The bipartisan Health Insurance Portability and Accountability Act of 1996 [HIPAA] established a demonstration to test and evaluate Medical Savings Accounts. The demonstration was designed to provide information about the effects of MSAs on workers, employers, and insurers and to do so without creating widespread, irreparable harm to the participants or the insurance market as a whole. Participation in the demonstration is limited to no more than 750,000 participants who are either employees of small businesses (businesses with 50 or fewer employees) or self-employed individuals. Participants must be enrolled in a high-deductible health insurance policy that meets certain statutory requirements and may take tax deductions for contributions they make to MSAs in amounts up to certain limits.
The evidence suggests that while MSA schemes were popular with certain constituencies, and allowed Congressional Democrats to claim they had done something about health care, the fact was that the MSA system would have made our health care cost structure even worse-if, that is, large numbers of Americans had ported their plans to MSAs.

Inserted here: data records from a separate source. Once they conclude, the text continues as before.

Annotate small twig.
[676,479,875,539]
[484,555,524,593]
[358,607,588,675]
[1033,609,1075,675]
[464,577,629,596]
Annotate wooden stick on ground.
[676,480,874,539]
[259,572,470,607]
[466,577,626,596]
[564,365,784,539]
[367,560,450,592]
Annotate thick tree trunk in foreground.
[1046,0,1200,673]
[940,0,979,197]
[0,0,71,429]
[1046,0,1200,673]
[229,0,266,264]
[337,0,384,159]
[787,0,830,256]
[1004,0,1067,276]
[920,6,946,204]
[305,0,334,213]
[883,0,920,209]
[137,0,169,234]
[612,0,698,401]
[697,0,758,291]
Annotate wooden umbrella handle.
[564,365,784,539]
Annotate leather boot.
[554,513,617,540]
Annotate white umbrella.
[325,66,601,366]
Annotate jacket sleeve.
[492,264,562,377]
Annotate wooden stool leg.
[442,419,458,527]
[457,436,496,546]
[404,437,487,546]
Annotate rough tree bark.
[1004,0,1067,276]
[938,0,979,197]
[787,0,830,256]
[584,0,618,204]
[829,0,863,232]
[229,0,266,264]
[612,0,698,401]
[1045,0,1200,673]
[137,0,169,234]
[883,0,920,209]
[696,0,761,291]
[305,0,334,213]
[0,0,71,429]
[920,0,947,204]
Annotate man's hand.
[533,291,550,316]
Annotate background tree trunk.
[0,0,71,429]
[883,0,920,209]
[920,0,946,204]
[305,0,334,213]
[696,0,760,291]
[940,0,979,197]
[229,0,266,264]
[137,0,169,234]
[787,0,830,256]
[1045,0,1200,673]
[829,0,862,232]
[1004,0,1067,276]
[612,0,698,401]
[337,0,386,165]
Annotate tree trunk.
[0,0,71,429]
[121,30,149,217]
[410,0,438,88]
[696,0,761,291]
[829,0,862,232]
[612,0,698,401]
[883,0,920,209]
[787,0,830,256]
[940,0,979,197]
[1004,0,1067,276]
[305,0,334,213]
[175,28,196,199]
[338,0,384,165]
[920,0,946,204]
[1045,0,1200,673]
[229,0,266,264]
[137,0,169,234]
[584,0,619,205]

The MSA does nothing to constain costs, other than discouraging patients from seeking medical attention. This is not how health care costs are contained. The administrative technology for making therapy more efficient is still in the works, and I hope to post about it in the future. But this merely enables some to get out of the system; it intensifies the non-cooperative aspects of health insurance, the very thing that makes it so expensive in the first place. As more information about one's future health becomes available, it'll become harder and harder for policyholders and insurers to reconcile conflicting interests. Then, at long last, perhaps we'll turn to a real solution.